Destination Hobart

Our editor's take on Tasmania’s coolest city

  • Elisabeth Knowles

There is a lot to love about Hobart – exceptional food offerings such as Luke Burgess’s ever-popular, seasonally driven shared dishes at Garagistes, excellent produce markets such as Salamanca and Farm Gate, and cultural offerings such as Festival of Voices, held each July. Then there’s the history, with areas such as Battery Point offering self-guided walking tours to take in its gorgeous Georgian architecture.

More outdoorsy types might prefer hiking Myrtle Forest or mountain biking down Mount Wellington, but what invariably gets me booking a holiday back to Hobart is a new exhibition, festival or event at the Museum of Old and New Art. MONA hosts enough events throughout the year to pull anyone back – MOFO, a Festival of Music and Art in January; MoMa, a food market held throughout summer; and DARK MOFO, a food-and-arts-based winter festival.

Even the most fuddy-duddy traveller must by now see no point in pooh-poohing the tourism benefits of a gallery that boasts themes of sex and death as its raison d’être – they just couldn’t argue with statistics. Within six months of MONA opening in 2011 it became Hobart’s second-most-popular attraction after Salamanca Market – a ranking that still holds today. And according to a Tasmanian Visitor Survey released by Tourism Tasmania, in the year ending June 2014, over a quarter of the one million visitors to the state indicated that they had visited MONA – up 10 per cent year on year. In fact, 15 per cent of those visitors indicated that they had come to Tasmania specifically to visit MONA – that’s 37,500 people who, in one year, crossed Bass Strait to roam through a subterranean art gallery.

Even the most fuddy-duddy traveller must by now see no point in pooh-poohing the tourism benefits of a gallery that boasts themes of sex and death as its raison d’être

So why is it so popular? The art, of course, but there’s also its incredible food and drink offerings. How many galleries can boast their own brewery (Moobrew) and winery (Moorilla Estate)? You can sample MONA’s beer and wine products at any of three outlets: The Source, a high-end, French-inspired restaurant high above the gallery with views across the Derwent River; The Wine Bar, which has shared tables, oysters, charcuterie and antipasto; and the Café, which does a mean coffee and snacks.

MONA provides a nice place to spend an entire day, and is complete with chill-out pyramids and giant beanbags on a sunny lawn (the sun comes out more often than you might think) – or an entire weekend if you don’t mind forking out a minimum of $700 per night to stay in one of the gallery’s onsite Pavilions.

And what of the art? As said earlier, it is mostly all sex and death, with a bit of scatology thrown in for fun, and moves jarringly from ancient to contemporary art.

Once in Hobart, the charm of the city takes hold. Of course, there’s much more to do and see than just MONA, but the gallery has no doubt helped change travellers’ perception of the city.

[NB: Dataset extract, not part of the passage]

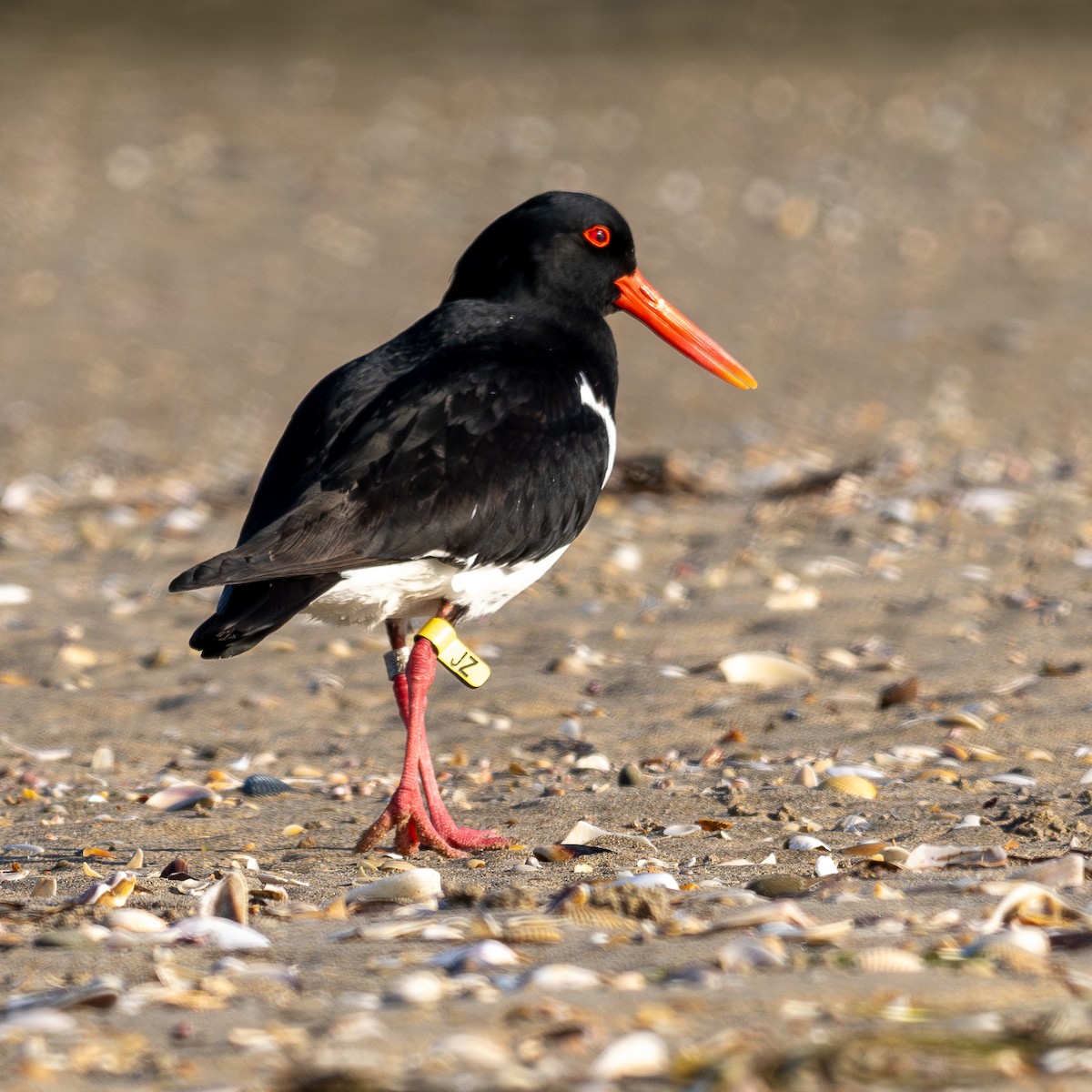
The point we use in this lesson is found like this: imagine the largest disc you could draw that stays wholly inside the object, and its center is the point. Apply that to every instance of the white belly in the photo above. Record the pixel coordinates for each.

Once in Hobart, the charm of the city takes hold

So, those other places and activities? Things like the Mawson’s Huts Replica Museum opposite Constitution Dock. Like Cascade Brewery. Like Salamanca Arts Centre. Like a historic pub crawl, taking in the built-by-convicts Brunswick Hotel, the Shipwrights Arms and the Hope & Anchor, reputedly Australia’s longest-running pub. Like using Hobart as a starting point for trips to Bruny Island, Port Arthur or Cradle Mountain-Lake St Clair National Park. Like sampling Tassie produce in markets, cafés and restaurants. Like taking a cruise down the Derwent – or the ferry back to MONA.

Eat here: 3 Hobart restaurants to try

Garagistes: As alluded to in the first paragraph of this story, if you go to Hobart without visiting Garagistes (103 Murray St;, you’re missing out. It’s big on local produce. Try the five-course set menu matched with artisanal sake.

Frank: Frank restaurant and bar – a great restaurant with bright, playful décor – such a relief if you’re feeling overwhelmed by the amount of restaurants that seem to take themselves too seriously these days. The menu is Latin-American influenced – i.e. charcoal-grilled steaks, empanadas and cornbread – and it’s right on the waterfront (1 Franklin Wharf;

Franklin: Newly opened inside the refurbished art-deco Mercury newspaper building (28 Argyle St;, this Italian-ish eatery juxtaposes an urban feel – open kitchen, concrete floors – with a menu seemingly inspired by peasant food, such as pigeon, sweetbreads and sea urchin. We don’t know what it is about naming restaurants as if they were humans but Betsey, the café in the same building, is a great place to drop by for breakfast. Don’t be afraid to share a table – there is only the one in here. Grab a Single Origin coffee and perfectly poached eggs.